When you’re 6-foot-2 and 280 pounds of almost pure muscle, you won’t encounter a lot of resistance (either literal or figurative) when you find clever, mostly harmless ways to act out.
In that sense, it’s good to be Florida defensive lineman Dominique Easley. Who, you ask? You know, the nice young man who brings a knife-wielding Chucky Doll with him on pregame Gator Walks.
Why? “I just like the movie and think Chuck is really funny,” Easley told GatorZone’s Scott Carter last fall. “He’s just my friend.”

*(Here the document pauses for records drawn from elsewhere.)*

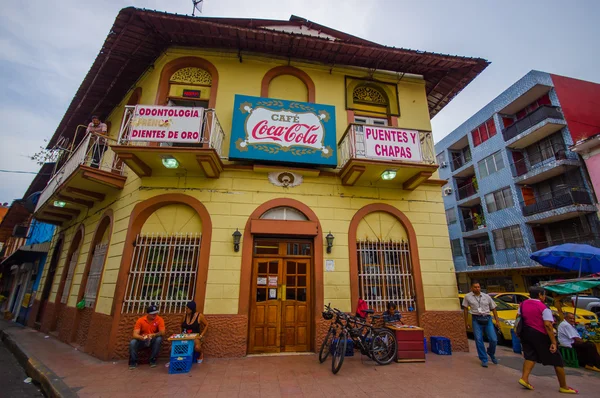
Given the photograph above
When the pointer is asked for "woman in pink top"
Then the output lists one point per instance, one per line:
(538, 340)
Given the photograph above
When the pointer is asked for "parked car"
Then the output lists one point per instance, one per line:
(507, 316)
(587, 302)
(516, 298)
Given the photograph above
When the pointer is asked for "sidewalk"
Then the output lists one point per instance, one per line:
(458, 375)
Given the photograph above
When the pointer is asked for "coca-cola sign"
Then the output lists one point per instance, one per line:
(285, 131)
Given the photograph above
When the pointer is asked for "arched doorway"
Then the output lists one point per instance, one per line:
(49, 279)
(64, 288)
(92, 275)
(282, 285)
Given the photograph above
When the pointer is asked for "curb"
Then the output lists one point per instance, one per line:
(51, 384)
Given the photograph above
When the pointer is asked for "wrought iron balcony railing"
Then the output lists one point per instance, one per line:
(542, 113)
(556, 199)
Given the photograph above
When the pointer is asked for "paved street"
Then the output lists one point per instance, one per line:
(458, 375)
(12, 376)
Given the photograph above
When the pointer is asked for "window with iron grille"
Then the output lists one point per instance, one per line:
(456, 248)
(385, 274)
(93, 279)
(451, 215)
(498, 200)
(163, 272)
(491, 164)
(508, 238)
(67, 287)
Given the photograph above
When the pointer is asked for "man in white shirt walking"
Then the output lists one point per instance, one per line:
(480, 305)
(569, 337)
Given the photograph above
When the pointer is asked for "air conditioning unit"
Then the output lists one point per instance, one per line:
(20, 231)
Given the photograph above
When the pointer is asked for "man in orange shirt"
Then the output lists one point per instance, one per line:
(147, 332)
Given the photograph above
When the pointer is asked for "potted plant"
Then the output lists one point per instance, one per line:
(479, 220)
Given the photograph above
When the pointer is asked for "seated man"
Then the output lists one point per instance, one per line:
(392, 315)
(569, 337)
(147, 332)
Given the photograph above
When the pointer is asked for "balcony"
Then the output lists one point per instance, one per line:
(467, 195)
(377, 156)
(587, 239)
(542, 122)
(89, 173)
(474, 226)
(479, 254)
(168, 157)
(558, 205)
(556, 162)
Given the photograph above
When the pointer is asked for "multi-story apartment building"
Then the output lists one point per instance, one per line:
(514, 186)
(262, 168)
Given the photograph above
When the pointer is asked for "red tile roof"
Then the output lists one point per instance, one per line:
(139, 36)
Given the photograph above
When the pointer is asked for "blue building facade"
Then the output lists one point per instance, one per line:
(514, 187)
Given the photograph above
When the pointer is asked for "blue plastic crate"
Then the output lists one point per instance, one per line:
(181, 364)
(440, 345)
(182, 348)
(349, 347)
(516, 343)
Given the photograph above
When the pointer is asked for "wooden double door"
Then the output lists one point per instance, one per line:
(280, 310)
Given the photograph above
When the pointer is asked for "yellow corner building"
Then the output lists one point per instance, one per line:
(262, 168)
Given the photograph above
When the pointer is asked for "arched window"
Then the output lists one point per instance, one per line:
(190, 86)
(165, 261)
(284, 213)
(385, 272)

A birthday gift from his girlfriend, that’s just Easley’ pregame ritual before he reaches the field. He emerged from the tunnel for the Gators’ 2011 game against Tennessee with a giant chain — not bling, a literal chain — draped around his neck, because he was “ready to get unleashed.” He celebrated teammate Matt Elam’s game-clinching interception in that same game by clotheslining Elam.
And Easley is always dancing. Whether it’s before lining up in the trenches or resting on the sidelines, he is always shaking his moneymaker. No one dares to ask him to stop. This is the same player who Rivals.com ranked the No. 7 player in America in 2010 who was accused of tackling former Alabama football player Reggie Myles from behind outside Ben Hill Griffin Stadium last October without provocation (no charges were filed) after the Gators’ 38-10 loss to the Crimson Tide.
It makes complete sense that this eccentric man-child of a football player was once … homesick?
The junior is a rarity among SEC football rosters: a northerner. (Only eight members of UF’s roster, which is close to 100-strong, are from states north of the Mason Dixon Line.) Not only that, Easley is a New Yorker, having starred at Curtis High School on Staten Island.
Adjusting to life in Gainesville, particularly after his choice of Florida surprised many close to him, did not come easily for Easley.
“I was homesick,” he told Fox Sports Florida last year. “Gainesville, the country, is a whole different place for me than New York.”
Easley played only six games in 2010. At one point he earned a damning “not part of the team right now” label from then-Gators head coach Urban Meyer. Easley wanted desperately to transfer but stayed at the behest of his family.
Meyer resigned at the end of 2010 and was replaced by Will Muschamp, who met with Easley before last season to discuss the troubles that plagued him his freshman season. And with that, Easley had a fresh start – and could start acting like himself again.
Easley’s antics aren’t a front he puts up in response to his high-profile, SEC environment. Before games at Curtis High, he bypassed brooding silence in favor of pulling pranks on teammates and coaches and stealing things from his friends’ lockers. He danced then, too. Easley’s mother, Carine, says it was (and remains) her son’s way of focusing.
A logical assessment. It was right around the time that Easley’s dancing and other antics started making waves that Easley also started contributing to Florida’s on-field fortunes for the better.
“He gives us a great energy boost,” linebacker Jelani Jenkins said last September. “He’s funny. He’s always keeping us loose. He plays his best when he is having fun.”
Easley finished 2011 with 37 tackles, including 7.5 for a loss. Quirks such as driving a scooter through the Florida football facility draw laughs, whereas a year ago there would have been concern.
That same attitude will no doubt come in handy as Easley tries to rebound from a torn ACL suffered in last year’s loss to Florida State while switching positions from defensive tackle to defensive end.
Easley’s potential and intimidating presence are unquestioned and have Gator fans hoping the scariest man in college football can direct his own version of a horror movie for opposing SEC offenses this fall.